Protection provider LV has reintroduced day one and one-week waiting periods for its income protection product, ‘Personal Sick Pay’.
The change means policyholders will have to wait one day or one week after three consecutive days of being unable to work due to illness, before they can claim.
However, self-employed clients are currently not able to take out a policy with a day one or one-week waiting period.
Additionally, applicants in industries where their job and income have been negatively affected will be assessed based on their individual circumstances.
LV had withdrawn the short waiting period options to new business in March, which it said was in response to the emerging and changing coronavirus conditions.
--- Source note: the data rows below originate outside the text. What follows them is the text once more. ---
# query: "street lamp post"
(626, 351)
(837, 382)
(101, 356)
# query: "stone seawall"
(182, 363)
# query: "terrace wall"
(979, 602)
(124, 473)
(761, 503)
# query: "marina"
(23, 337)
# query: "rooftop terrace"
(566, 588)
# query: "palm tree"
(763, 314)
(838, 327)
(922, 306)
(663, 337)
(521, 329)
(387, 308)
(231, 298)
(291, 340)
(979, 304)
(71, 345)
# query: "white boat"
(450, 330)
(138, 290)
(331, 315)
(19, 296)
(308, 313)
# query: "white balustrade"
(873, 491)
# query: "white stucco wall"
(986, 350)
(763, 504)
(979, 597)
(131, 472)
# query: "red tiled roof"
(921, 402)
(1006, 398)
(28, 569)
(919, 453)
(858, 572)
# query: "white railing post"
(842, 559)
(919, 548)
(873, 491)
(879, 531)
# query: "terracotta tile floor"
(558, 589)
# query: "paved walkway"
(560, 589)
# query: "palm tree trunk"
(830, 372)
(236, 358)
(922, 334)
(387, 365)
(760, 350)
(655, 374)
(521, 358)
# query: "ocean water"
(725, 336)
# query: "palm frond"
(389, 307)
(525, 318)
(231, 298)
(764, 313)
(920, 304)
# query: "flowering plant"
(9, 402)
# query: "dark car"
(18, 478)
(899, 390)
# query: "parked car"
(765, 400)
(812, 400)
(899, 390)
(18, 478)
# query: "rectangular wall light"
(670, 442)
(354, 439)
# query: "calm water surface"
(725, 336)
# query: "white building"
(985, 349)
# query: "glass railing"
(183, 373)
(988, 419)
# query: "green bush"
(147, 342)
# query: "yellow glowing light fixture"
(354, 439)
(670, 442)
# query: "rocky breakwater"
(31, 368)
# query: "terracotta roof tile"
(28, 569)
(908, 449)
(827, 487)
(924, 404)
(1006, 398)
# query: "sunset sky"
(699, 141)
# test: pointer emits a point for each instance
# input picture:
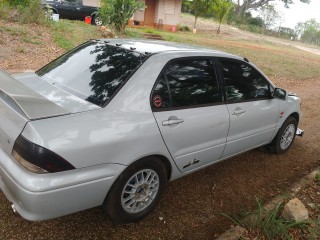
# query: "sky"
(299, 12)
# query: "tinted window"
(190, 82)
(93, 71)
(160, 96)
(243, 82)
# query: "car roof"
(157, 46)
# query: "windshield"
(93, 71)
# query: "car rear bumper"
(45, 196)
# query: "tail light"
(38, 159)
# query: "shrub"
(33, 13)
(24, 11)
(183, 28)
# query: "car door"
(253, 112)
(70, 9)
(193, 120)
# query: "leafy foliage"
(309, 31)
(198, 8)
(24, 11)
(244, 6)
(118, 12)
(269, 15)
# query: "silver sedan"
(110, 122)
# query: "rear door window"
(243, 82)
(186, 83)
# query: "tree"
(118, 12)
(244, 5)
(269, 15)
(221, 9)
(198, 8)
(310, 31)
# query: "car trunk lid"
(18, 105)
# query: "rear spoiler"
(26, 101)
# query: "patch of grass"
(20, 50)
(276, 60)
(32, 40)
(151, 31)
(15, 30)
(131, 33)
(68, 34)
(271, 225)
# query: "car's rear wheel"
(137, 191)
(285, 136)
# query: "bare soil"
(191, 206)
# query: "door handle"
(172, 122)
(238, 112)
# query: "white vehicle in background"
(110, 122)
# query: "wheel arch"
(295, 115)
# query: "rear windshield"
(93, 71)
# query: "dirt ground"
(191, 206)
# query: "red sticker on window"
(157, 101)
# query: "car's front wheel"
(137, 191)
(285, 136)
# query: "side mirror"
(280, 93)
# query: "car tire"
(285, 136)
(96, 20)
(136, 192)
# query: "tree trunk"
(195, 22)
(218, 30)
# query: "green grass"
(271, 225)
(17, 31)
(68, 34)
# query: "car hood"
(47, 99)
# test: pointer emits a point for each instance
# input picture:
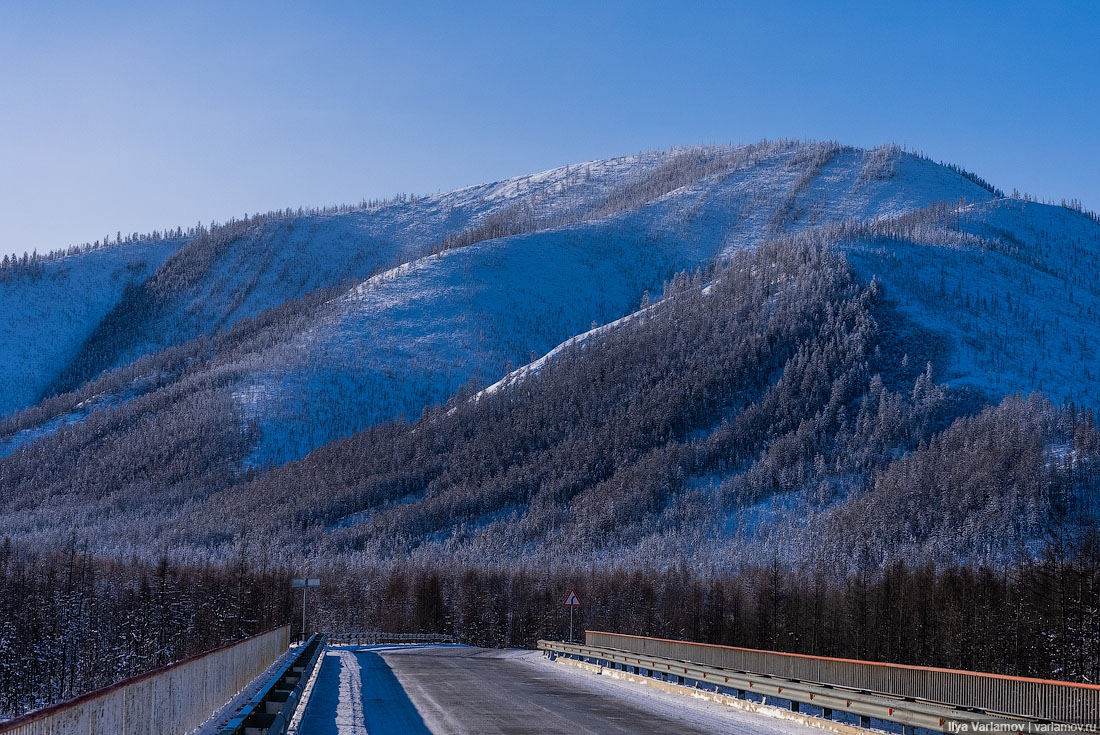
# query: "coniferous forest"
(794, 396)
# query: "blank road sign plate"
(305, 582)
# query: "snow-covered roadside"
(691, 706)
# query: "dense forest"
(791, 396)
(97, 621)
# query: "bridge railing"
(376, 637)
(172, 700)
(1038, 699)
(272, 708)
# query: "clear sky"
(141, 116)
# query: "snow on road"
(382, 690)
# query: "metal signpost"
(571, 602)
(305, 584)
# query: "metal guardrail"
(800, 697)
(271, 709)
(375, 637)
(1014, 697)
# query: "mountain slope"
(740, 412)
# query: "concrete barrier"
(169, 701)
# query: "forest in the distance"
(795, 396)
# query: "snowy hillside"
(50, 314)
(255, 344)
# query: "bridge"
(359, 683)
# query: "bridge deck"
(458, 689)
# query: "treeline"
(98, 621)
(1040, 617)
(72, 622)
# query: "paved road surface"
(381, 690)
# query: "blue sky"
(140, 116)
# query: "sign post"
(571, 602)
(306, 583)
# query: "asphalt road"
(380, 690)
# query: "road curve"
(459, 690)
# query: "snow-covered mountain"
(182, 369)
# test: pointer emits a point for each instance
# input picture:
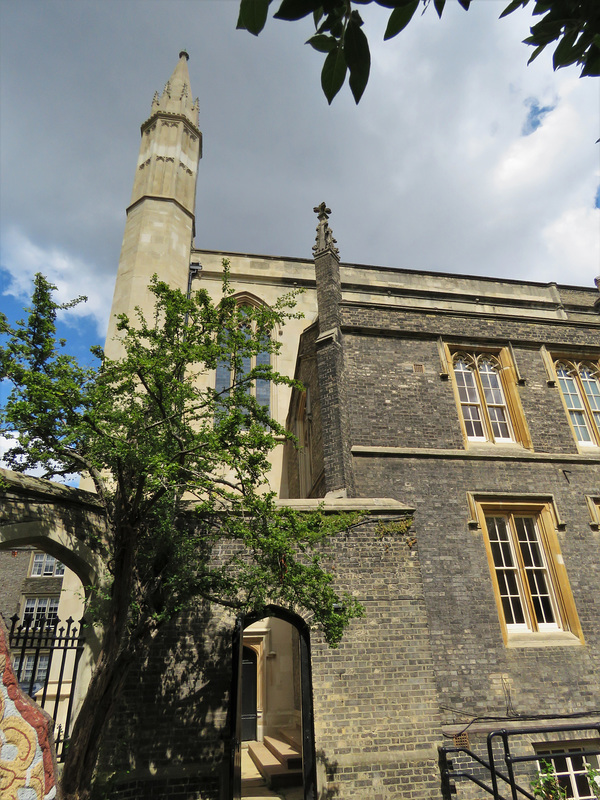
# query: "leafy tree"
(574, 25)
(546, 786)
(177, 466)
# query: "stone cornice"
(492, 452)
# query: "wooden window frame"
(547, 524)
(58, 568)
(574, 365)
(509, 381)
(593, 502)
(552, 751)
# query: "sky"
(459, 158)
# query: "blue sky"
(459, 158)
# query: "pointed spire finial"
(325, 240)
(176, 96)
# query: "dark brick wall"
(169, 735)
(375, 699)
(469, 653)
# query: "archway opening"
(275, 731)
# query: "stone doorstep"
(276, 773)
(293, 736)
(288, 754)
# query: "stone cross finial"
(325, 240)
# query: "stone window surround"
(548, 522)
(510, 379)
(573, 363)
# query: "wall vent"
(461, 740)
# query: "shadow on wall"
(170, 731)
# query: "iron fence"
(46, 657)
(498, 771)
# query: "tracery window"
(260, 388)
(580, 386)
(482, 397)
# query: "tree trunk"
(97, 708)
(117, 654)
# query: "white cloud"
(573, 239)
(7, 444)
(73, 277)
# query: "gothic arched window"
(482, 397)
(580, 386)
(261, 387)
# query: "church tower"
(160, 218)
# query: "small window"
(570, 762)
(260, 389)
(524, 582)
(528, 573)
(40, 610)
(24, 672)
(487, 397)
(579, 383)
(46, 566)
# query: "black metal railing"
(498, 771)
(47, 652)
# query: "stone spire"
(160, 217)
(325, 240)
(177, 96)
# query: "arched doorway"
(249, 693)
(274, 703)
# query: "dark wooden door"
(249, 675)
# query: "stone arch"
(58, 542)
(307, 742)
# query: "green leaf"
(536, 52)
(322, 42)
(333, 73)
(296, 9)
(565, 52)
(439, 6)
(399, 19)
(358, 58)
(253, 15)
(513, 7)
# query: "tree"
(177, 467)
(573, 24)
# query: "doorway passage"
(277, 743)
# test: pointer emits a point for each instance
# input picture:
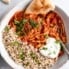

Debbie Kennedy, protection director at LV, said: “As we monitor the ever-changing situation and impacts of Covid-19 we must keep challenging everything we do. I’m delighted that we’re taking this first step.
“Through our pragmatic and targeted approach to reintroducing these short waiting period options, we’re able to offer more access and choice for advisers.”
For all new personal sick pay day one and week one applicants, the provider is introducing a temporary coronavirus exclusion for symptoms lasting under four weeks.
According to LV, it will not pay a claim due to Covid-19 or other coronaviruses, respiratory tract infection, cold or flu if the policyholder is unable to work for less than four weeks.
However, it will consider and backdate a claim if the policyholder is off work for more serious symptoms lasting beyond four weeks.
Additionally, policyholders are able to claim for long-term illnesses caused by Covid-19.
Paul Reed, director at Vita, commented: “The changes made by LV are a huge stride in getting a ‘hint’ of normality back into the income protection market. More clients will be able to get the financial support they need, when they need it most without having to wait the longer waiting periods previously enforced.
“It’s important to note that income protection covers so much more than Covid, so the temporary exclusion on the policy shouldn’t be seen as a negative, rather a realistic common sense stance in the current environment in which we live.”
The personal sick pay product is aimed at clients in riskier jobs who can be more expensive to insure, such as tradespeople, nurses, electricians and construction workers, according to LV.